Capitalismo vs Logica

In un mercato reale, se bruci 80 miliardi producendo un flop colossale che nessuno usa (tranne i tuoi dipendenti costretti a farlo), dovresti fallire. Invece, nel mondo delle Corporation protette dalle banche, Zuckerberg è ancora lì a decidere il destino di 16.000 lavoratori licenziati per coprire i suoi buchi. È la politica del “Too Big to Fail” applicata ai social media: il genio non è chi crea, ma chi ha abbastanza soldi per sopravvivere ai propri disastri. La disponibilità di soldi è legata alle cortesie che sei disposto a fare pur di accontentare i potentati: pensiamo solo alla super censura attuata da Facebook in Italia con Mentana e Puente.

Il Metaverso come Feudo Medievale

Il vero obiettivo non era l’innovazione, ma il controllo totale. Zuckerberg voleva possedere non solo i tuoi dati (come fa con Facebook), ma l’aria che respiri digitalmente. Voleva essere il padrone della logistica dell’anima. Il fallimento è arrivato perché nemmeno i suoi miliardi hanno potuto nascondere la verità: il Metaverso era una prigione digitale senza scopo, un ufficio infinito dove il capo può spiarti in 3D.

Conclusioni

Mentre Zuckerberg inseguiva i suoi avatar senza gambe, il mondo reale continuava a camminare. Il fallimento di ieri, con i 16.000 licenziamenti, è la prova che non puoi costruire un impero sul nulla pneumatico. La tecnologia senza utilità è solo vanità.

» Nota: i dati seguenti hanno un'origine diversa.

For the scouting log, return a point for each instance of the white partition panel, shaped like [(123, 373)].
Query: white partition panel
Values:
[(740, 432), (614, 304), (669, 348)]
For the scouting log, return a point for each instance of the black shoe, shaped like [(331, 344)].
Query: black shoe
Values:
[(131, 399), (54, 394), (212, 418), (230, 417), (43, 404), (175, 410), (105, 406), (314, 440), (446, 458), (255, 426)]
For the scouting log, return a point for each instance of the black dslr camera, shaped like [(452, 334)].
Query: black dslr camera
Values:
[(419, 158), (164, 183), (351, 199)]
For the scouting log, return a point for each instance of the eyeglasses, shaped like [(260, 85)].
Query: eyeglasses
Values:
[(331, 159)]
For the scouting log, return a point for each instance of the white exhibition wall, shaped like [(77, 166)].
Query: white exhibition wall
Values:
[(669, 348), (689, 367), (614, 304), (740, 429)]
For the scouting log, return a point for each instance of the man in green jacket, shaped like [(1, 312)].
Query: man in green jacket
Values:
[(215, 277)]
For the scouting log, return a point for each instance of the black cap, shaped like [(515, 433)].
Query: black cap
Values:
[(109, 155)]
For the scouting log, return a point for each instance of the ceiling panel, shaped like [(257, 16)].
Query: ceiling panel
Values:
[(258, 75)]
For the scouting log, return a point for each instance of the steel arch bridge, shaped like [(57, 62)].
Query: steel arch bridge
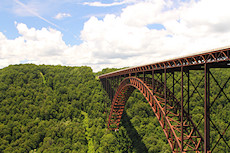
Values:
[(158, 83)]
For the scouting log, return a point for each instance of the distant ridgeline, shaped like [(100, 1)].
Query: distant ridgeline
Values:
[(62, 109)]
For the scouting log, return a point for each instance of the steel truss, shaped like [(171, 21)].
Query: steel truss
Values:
[(159, 84)]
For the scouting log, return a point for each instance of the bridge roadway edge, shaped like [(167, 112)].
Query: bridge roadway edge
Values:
[(217, 58)]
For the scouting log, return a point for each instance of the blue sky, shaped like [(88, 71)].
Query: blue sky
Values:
[(109, 33), (12, 11)]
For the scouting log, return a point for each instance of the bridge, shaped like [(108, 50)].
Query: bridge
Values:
[(169, 88)]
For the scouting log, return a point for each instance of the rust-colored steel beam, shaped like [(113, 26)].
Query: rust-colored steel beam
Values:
[(169, 121), (173, 115), (215, 55)]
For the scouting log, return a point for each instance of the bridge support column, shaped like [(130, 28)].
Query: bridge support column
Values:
[(182, 108), (206, 110)]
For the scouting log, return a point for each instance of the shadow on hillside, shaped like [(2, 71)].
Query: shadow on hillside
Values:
[(137, 144)]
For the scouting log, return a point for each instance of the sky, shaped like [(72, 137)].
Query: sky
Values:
[(109, 33)]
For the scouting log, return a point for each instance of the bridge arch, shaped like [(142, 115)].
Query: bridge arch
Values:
[(166, 111)]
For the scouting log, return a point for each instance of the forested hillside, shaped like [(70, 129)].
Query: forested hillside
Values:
[(62, 109)]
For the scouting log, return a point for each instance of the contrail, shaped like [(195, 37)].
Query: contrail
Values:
[(36, 14)]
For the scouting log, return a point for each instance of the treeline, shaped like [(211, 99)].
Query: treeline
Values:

Questo escremento assoluto del Metaverso è morto perché era l’idea di un uomo che ha smesso di vivere nel mondo reale molto tempo fa. È la dimostrazione che i miliardi non comprano l’intelligenza né il buonsenso; i miliardari non sono necessariamente Steve Jobs, ma più spesso dei Zuckerberg. Per una volta la spazzatura che ci propone colpisce anche lui e il suo accreditamento presso le banche. Posso solo esprimere solidarietà solo per i 16.000 dipendenti licenziati per colpa di un emerito imbecille finanzato da maxi banche che lucrano su crisi e guerre.